An dem Tag, als ich im Dorf Broai in der Provinz Dak Lak ankam, wo es Tausende von Po-Lang-Blumen gab, hörte ich den Dorfältesten die Geschichte der Blume erzählen und ich erinnerte mich an den seltenen und einsamen Kapokbaum in meiner Nachbarschaft; ich sah die Kinder hier „Ich bin eine Po-Lang-Blume“ singen und Blumen zu vielen Kränzen banden, und ich erinnerte mich an die Zeit, als ich den ganzen Tag im Gras lag und auf jede fallende Kapokblüte wartete und darum wetteiferte, sie aufzusammeln, bis ich einen Strauß bilden konnte; ich erinnerte mich an das scherzhafte Lied der älteren Brüder und Schwestern: „Ihr seid wie die Kapokblüten am Baum/ Mein Körper ist wie der Klee am Straßenrand/ Ich bete zu Gott um Wind und Tau/ Die Kapokblüten fallen und der Klee zieht vorbei.“
Kapokblüten, Baumwollbäume und Polang-Bäume sind alle in die Poesie eingegangen. „Jemand pflanzte Baumwollbäume an der Grenze/ oder an der Grenze fand der Baum seinen Weg zu wachsen/ die blutroten Blüten waren seit Tausenden von Jahren taub/ der Baum steht hoch und grün wie eine Grenzmarkierung.“
Der Baum ist zum Symbol der Grenzwächter geworden. Der Po-Lang-Baum ist zu einem Symbol des zentralen Hochlandes geworden. Daher bestehen die Dorfbewohner darauf, den Po-Lang-Baum zu erhalten, wenn sie den Wald roden, um Platz für Felder zu schaffen. Der einsame, hoch aufragende Baum steht in Sonne und Tau am Eingang meines Dorfes und leuchtet jeden März rot wie eine Fackel am blauen Himmel. Der Reis ist zu einem „Navigator“ geworden, der mich zu den Fernen führt, damit sie nicht den Weg nach Hause verlieren … Blumen, egal wie sie heißen, haben alle einen unveränderlichen Wert.
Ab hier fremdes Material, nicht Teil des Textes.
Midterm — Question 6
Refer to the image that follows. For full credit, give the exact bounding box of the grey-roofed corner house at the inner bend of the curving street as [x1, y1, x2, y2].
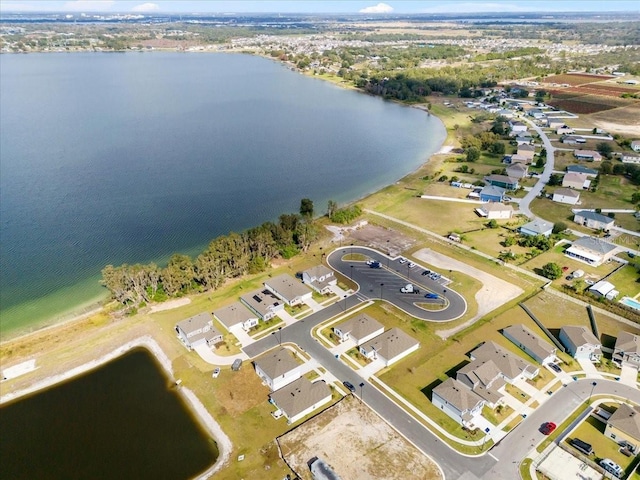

Als ich diesen Frühling in meine Heimatstadt zurückkehrte, fühlte ich mich einsam und innerlich leer, weil der Baum „gestorben“ war. Im Alter muss man in die Ewigkeit zurückkehren. Doch der Baum ist in mir zu einem „Erbebaum“ geworden und hat so viele nostalgische Kindheitserinnerungen geweckt …
Neben dem alten Kapokbaum steht jetzt das Dorfkulturhaus. Plötzlich hatte ich eine Idee und erzählte sie meinem Neffen, der Bonsai liebt: Warum pflanzt du nicht einen Kapokbaum-Bonsai, biegst ihn in die Form von „Fünf Segnungen“ oder „Drei Segnungen“ und stiftest ihn dem Dorfkulturhaus? Das grobe Bild des Baumes wird dazu beitragen, den Kapokbaum im Dorf Gio wiederzubeleben, sodass sich die jungen Leute von heute den alten Kapokbaum leichter vorstellen können und Menschen wie ich das Bedauern um den Baum lindern können.